Johana Bhuiyan for Recode:
The Chinese company’s new U.S. lab, which will focus on intelligent driving systems and AI-based security for transportation, also formalizes what many already knew: Didi is working on self-driving cars.
The company has already partnered with Udacity — a college-level nanodegree startup — on its self-driving program, at the end of which Didi and a number of other partnering companies get first pick of the graduates the companies want to hire.
Didi did not only acquired Uber China assets last year but it is also actively poaching AV talent from
Google Waymo and Uber itself.
I can just but imagine the potential of AVs deployed at a Didi scale in China in a near future.
Leslie Hook for Financial Times:
Uber is preparing to pour $500m into an ambitious global mapping project as it seeks to wean itself off dependence on Google Maps and pave the way for driverless cars.
It is interesting to watch how car manufacturers (namely VAG, BMW, Daimler) and the bigger mobility companies are trying to cut their dependencies with Google Maps.
It is not surprising though: Google is very vocal about its Autonomous Driving ambitions and sooner than later will have to clarify how Google Maps fits in its overall strategy. Mapping will be strategic for the AV future and I do not think that Google will provide all the needed mapping features (e.g. accuracy) to direct competitors.
By developing its own maps Uber could eventually reduce its reliance on Google Maps, which currently power the Uber app in most of the world.
Although Google was an earlier investor in Uber, the two companies have avoided working closely together and are now developing rival technologies for driverless cars.

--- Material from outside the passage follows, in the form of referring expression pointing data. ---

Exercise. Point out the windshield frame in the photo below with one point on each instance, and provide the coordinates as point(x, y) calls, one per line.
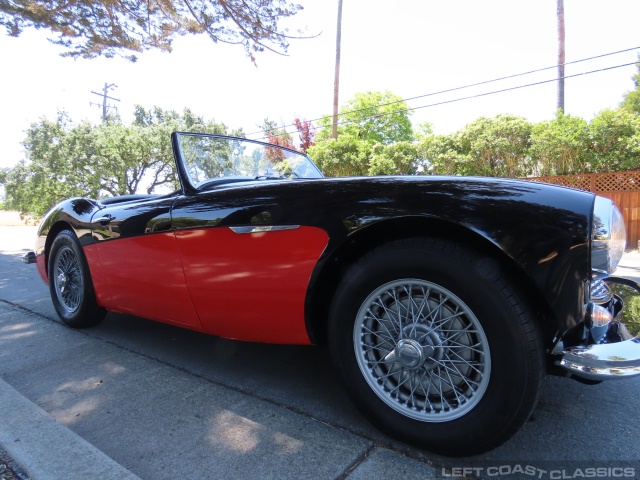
point(187, 182)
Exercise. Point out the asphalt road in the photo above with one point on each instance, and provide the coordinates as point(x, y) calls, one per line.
point(169, 403)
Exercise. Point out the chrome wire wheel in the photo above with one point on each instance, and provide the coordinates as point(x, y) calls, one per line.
point(68, 279)
point(422, 350)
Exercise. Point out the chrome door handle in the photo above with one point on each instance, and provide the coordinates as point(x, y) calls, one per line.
point(104, 220)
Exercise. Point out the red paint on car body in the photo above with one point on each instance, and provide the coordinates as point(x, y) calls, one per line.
point(143, 276)
point(251, 286)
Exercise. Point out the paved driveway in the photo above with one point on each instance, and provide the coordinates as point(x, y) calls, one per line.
point(162, 402)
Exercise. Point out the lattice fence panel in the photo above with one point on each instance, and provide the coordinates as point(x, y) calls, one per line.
point(617, 182)
point(582, 182)
point(621, 187)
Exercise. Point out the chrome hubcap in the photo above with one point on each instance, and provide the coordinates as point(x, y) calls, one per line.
point(422, 350)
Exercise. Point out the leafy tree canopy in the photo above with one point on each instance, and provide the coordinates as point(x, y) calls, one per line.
point(374, 117)
point(90, 28)
point(64, 159)
point(631, 99)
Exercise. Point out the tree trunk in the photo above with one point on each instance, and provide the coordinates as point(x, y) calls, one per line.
point(336, 82)
point(561, 55)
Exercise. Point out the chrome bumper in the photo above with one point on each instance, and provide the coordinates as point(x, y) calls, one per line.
point(603, 362)
point(617, 355)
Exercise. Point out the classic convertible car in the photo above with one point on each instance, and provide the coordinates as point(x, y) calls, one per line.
point(444, 301)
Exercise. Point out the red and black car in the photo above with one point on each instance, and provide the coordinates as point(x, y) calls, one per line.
point(445, 301)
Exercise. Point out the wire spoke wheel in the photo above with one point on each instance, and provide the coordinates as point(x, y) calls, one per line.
point(68, 279)
point(422, 350)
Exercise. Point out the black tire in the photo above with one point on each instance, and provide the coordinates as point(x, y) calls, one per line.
point(436, 346)
point(70, 283)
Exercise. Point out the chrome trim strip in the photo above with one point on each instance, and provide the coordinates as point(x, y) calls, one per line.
point(603, 362)
point(263, 228)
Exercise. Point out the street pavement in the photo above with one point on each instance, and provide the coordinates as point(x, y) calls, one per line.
point(132, 398)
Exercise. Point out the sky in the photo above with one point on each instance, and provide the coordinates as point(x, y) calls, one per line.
point(409, 47)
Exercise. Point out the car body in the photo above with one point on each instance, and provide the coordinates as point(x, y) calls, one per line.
point(444, 300)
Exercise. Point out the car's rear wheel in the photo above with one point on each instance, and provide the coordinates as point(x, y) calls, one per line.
point(436, 346)
point(70, 283)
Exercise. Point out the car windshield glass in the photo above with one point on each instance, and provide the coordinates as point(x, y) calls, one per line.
point(210, 158)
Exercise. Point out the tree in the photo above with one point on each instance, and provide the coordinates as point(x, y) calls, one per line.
point(615, 141)
point(104, 27)
point(64, 159)
point(401, 158)
point(560, 146)
point(631, 99)
point(307, 134)
point(345, 156)
point(374, 117)
point(498, 146)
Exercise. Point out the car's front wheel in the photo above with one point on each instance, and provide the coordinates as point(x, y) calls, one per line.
point(436, 346)
point(70, 283)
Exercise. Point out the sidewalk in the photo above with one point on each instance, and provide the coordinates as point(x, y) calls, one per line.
point(135, 415)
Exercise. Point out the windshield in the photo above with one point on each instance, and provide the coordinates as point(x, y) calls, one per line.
point(213, 158)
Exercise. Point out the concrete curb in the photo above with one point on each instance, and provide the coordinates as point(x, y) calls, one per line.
point(46, 449)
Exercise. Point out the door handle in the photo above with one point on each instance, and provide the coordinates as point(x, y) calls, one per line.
point(104, 221)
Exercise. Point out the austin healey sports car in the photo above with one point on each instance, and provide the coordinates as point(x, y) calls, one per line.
point(444, 301)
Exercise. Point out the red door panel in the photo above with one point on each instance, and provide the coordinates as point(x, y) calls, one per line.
point(144, 277)
point(251, 286)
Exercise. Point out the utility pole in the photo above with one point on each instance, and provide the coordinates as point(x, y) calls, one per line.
point(336, 82)
point(104, 105)
point(561, 55)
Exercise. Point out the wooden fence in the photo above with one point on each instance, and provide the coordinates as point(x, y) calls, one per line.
point(621, 187)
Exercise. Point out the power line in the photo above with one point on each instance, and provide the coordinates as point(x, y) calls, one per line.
point(484, 82)
point(469, 97)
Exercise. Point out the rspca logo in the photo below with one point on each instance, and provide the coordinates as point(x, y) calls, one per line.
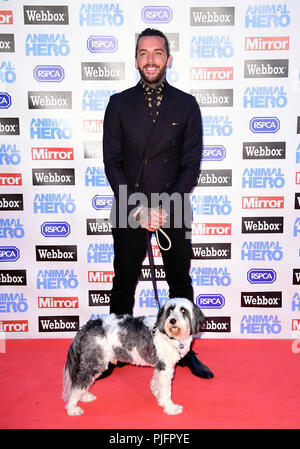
point(102, 44)
point(9, 154)
point(213, 153)
point(261, 276)
point(157, 14)
point(54, 203)
point(102, 202)
point(211, 47)
point(9, 254)
point(55, 229)
point(11, 228)
point(262, 178)
point(5, 100)
point(211, 205)
point(47, 45)
point(95, 177)
point(217, 126)
point(96, 100)
point(100, 253)
point(267, 15)
point(265, 97)
point(7, 72)
point(48, 73)
point(210, 276)
point(213, 301)
point(101, 14)
point(48, 128)
point(56, 280)
point(264, 124)
point(257, 251)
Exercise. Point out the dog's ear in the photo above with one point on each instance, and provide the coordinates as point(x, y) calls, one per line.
point(198, 319)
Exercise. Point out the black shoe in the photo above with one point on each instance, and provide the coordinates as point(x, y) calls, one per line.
point(197, 367)
point(110, 369)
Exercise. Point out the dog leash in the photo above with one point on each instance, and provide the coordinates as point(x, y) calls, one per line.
point(151, 258)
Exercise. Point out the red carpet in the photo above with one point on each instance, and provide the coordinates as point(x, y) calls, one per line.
point(256, 386)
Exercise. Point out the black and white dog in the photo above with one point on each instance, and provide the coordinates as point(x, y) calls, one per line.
point(148, 341)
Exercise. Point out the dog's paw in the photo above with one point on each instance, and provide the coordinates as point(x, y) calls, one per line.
point(88, 397)
point(173, 409)
point(75, 411)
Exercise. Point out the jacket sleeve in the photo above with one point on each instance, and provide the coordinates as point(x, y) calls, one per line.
point(191, 152)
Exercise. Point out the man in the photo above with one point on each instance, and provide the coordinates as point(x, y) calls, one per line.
point(152, 145)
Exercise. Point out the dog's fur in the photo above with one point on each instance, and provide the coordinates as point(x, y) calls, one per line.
point(139, 341)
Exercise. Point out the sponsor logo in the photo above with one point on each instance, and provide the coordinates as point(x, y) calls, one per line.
point(264, 124)
point(216, 125)
point(263, 202)
point(211, 251)
point(56, 279)
point(212, 178)
point(261, 251)
point(5, 100)
point(157, 14)
point(267, 43)
point(213, 153)
point(49, 100)
point(98, 226)
point(58, 302)
point(54, 203)
point(262, 225)
point(55, 229)
point(261, 276)
point(102, 44)
point(99, 297)
point(46, 15)
point(47, 45)
point(48, 73)
point(9, 126)
point(261, 299)
point(7, 43)
point(13, 277)
point(262, 178)
point(58, 323)
point(211, 16)
point(102, 71)
point(213, 301)
point(53, 176)
point(210, 276)
point(101, 14)
point(213, 97)
point(11, 228)
point(267, 15)
point(211, 205)
point(13, 303)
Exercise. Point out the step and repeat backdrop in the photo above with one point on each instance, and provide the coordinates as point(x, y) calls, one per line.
point(59, 63)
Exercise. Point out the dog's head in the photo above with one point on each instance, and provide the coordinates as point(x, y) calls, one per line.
point(179, 318)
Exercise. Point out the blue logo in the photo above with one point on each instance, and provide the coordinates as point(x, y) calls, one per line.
point(261, 276)
point(48, 73)
point(157, 14)
point(55, 229)
point(213, 153)
point(102, 44)
point(9, 254)
point(210, 301)
point(264, 124)
point(102, 202)
point(5, 100)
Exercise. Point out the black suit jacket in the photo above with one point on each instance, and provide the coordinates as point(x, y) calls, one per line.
point(164, 157)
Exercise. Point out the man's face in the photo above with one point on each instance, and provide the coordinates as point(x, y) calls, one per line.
point(152, 59)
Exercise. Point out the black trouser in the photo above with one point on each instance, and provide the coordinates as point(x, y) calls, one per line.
point(130, 248)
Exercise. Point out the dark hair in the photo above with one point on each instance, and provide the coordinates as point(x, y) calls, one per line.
point(152, 32)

Last year Uber hired one of the world’s leading digital mapping experts, Brian McClendon, who previously ran Google Maps and helped create Google Earth.
“Accurate maps are at the heart of our service and backbone of our business,” Mr McClendon said in a statement. “The ongoing need for maps tailored to the Uber experience is why we’re doubling down on our investment in mapping.”
Competition is always good and brings nothing but better products!
It is truly impressive the access that Steven Levy has to everything Google.
I cannot help but wonder how many miles/kilometers of autonomous driving are needed in order to make the systems ready for “public consumption”.
The test-driving program evolved out of the company’s need to log a lot of time driving autonomously. “We had two objectives,” says Chris Urmson, director of the autonomous car program, which is in the process of leaving the Google X research division and becoming a separate Alphabet company. “One was to drive 1,000 miles of interesting roads, and the other was to drive 100,000 miles of roads. At the time, this was 10 times more than anyone had ever driven before with one of these things. We realized we couldn’t just have our developers in the cars all day — we had to get some people to come out and drive them.”